Sometimes I wear my trusty old cowboy boots. Or there are options like the Melissa Tall Lace Boot by Frye. Almost any quality leather boot, motospecific or not, is going to provide the basic abrasion and rigidity protection I describe above. Assuming they’re constructed from high end materials, most all of these options are also likely to hit at or over a $300 price point. So if the Armadas don’t have race-level protection, what won me over instead?
They are fashionable boots that really work on a motorbike
And when I say work, I mean these are smartly designed boots for actually riding. Hard soled boots are slippery and don’t grip pegs. Leather can be stiff and limit ankle movement. It gets even worse if you add in chunky heels, or any kind of significant notch before the heel. None of this is a problem with the Armadas. The textured rubber sole performs great, yet is low profile enough that it pretty much just looks like a black sole while you’re wearing them (it’s also replaceable by Alpinestars if it ever wears out). I wish there was a shiftpad on the left toe (more for looks than anything else) so I might add one, along with some quilted leather to cover the subtle Astars logo on the shin strap.
They are pretty damn durable
I couldn’t wait to scuff up the leather and make these things look worn in. Every time I sat on the asphalt for a parking lot picnic, hiked up or slid down a rock face, or tromped through spiny vines, I’d hopefully check for scuffs, scrapes and scratches. Nothing. These things are robust. I finally succeeded at scratching the leather pretty admirably on the inside of the right boot when I was attempting to kickstart the XR100 for a solid ten minutes (so if you don’t have an electric starter, beware). I was able to wear down the shiny-ness a bit, but this leather takes a lot to beat up. Impressive. I’m keeping an eye on the zipper; it’s my only reservation about their longevity.
They are the most comfortable shoes I own
From unbroken-in to ten straight days of wear, I was most won over by the comfort. These boots end up being stiff where it helps, but flexible where it’s needed. I can (and have) walked and hiked miles in them. The zipper also means quick on and off and a set-it-and-forget it situation for the laces. When you’re gearing up and down all the time, this is a life saver. These are great boots for touring.
They are 100% waterproof
Lastly, the waterproof liner is magical. Where Sean’s boots faltered, these excelled. I emerged from the aforementioned toad-choker with socks as dry as could be.

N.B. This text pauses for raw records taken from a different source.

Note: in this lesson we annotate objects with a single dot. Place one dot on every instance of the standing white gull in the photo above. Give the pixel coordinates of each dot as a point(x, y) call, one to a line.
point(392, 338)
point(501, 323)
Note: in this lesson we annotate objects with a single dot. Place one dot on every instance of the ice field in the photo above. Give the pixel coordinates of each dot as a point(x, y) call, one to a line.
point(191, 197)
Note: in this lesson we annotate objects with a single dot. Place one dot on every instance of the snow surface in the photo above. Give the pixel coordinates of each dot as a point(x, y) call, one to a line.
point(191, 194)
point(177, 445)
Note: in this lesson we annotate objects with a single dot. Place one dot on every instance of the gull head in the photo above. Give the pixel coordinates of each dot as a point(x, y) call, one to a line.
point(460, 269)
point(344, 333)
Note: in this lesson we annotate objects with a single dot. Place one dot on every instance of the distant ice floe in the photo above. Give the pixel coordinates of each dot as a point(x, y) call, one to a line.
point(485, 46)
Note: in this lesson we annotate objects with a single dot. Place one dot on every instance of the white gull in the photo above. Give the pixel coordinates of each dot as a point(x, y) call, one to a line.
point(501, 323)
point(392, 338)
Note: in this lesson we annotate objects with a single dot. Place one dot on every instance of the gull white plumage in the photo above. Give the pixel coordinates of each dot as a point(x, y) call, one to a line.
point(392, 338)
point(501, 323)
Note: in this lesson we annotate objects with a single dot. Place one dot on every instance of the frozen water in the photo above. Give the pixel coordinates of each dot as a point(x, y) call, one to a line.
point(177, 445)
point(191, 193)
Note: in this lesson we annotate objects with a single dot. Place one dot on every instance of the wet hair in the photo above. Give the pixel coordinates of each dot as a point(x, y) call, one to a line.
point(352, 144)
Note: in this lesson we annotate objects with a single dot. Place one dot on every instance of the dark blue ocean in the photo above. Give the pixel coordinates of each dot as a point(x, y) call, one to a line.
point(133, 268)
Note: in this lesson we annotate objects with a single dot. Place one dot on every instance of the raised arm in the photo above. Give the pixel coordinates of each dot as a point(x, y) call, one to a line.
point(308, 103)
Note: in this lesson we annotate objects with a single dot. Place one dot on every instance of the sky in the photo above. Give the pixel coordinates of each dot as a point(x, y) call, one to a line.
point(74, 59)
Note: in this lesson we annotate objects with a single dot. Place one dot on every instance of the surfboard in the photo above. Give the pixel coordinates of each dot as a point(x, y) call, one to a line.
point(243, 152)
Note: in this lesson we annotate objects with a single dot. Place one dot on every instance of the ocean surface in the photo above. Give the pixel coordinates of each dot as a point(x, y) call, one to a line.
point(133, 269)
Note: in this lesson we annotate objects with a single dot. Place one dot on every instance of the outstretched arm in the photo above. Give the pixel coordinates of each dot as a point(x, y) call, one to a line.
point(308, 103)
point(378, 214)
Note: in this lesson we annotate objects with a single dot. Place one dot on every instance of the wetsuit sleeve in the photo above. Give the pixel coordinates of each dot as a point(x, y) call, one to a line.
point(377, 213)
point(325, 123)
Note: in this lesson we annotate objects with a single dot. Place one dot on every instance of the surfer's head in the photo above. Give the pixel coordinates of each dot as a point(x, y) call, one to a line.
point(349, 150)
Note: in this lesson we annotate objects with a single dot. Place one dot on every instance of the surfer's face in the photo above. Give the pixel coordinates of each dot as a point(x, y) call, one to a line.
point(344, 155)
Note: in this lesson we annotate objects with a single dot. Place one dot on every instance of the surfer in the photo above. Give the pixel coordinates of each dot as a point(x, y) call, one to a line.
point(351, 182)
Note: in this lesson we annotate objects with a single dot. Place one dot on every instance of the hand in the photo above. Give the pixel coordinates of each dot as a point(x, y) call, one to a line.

I still wear my (men’s) SMX+ boots in the canyons, but I wear the Armadas almost every day (even when I’m not on a bike). Yes, as a whole, ladies’ protective gear needs more robust protective features. But while we’re all seeking the holy grail of motorcycle gear, I’ll happily settle for these with their top grain leather, amazingly comfortable fit and great riding performance. The Stella Armada boot is not necessarily any safer than any other $300 leather boot, but its design features make it much more functional when it comes to riding.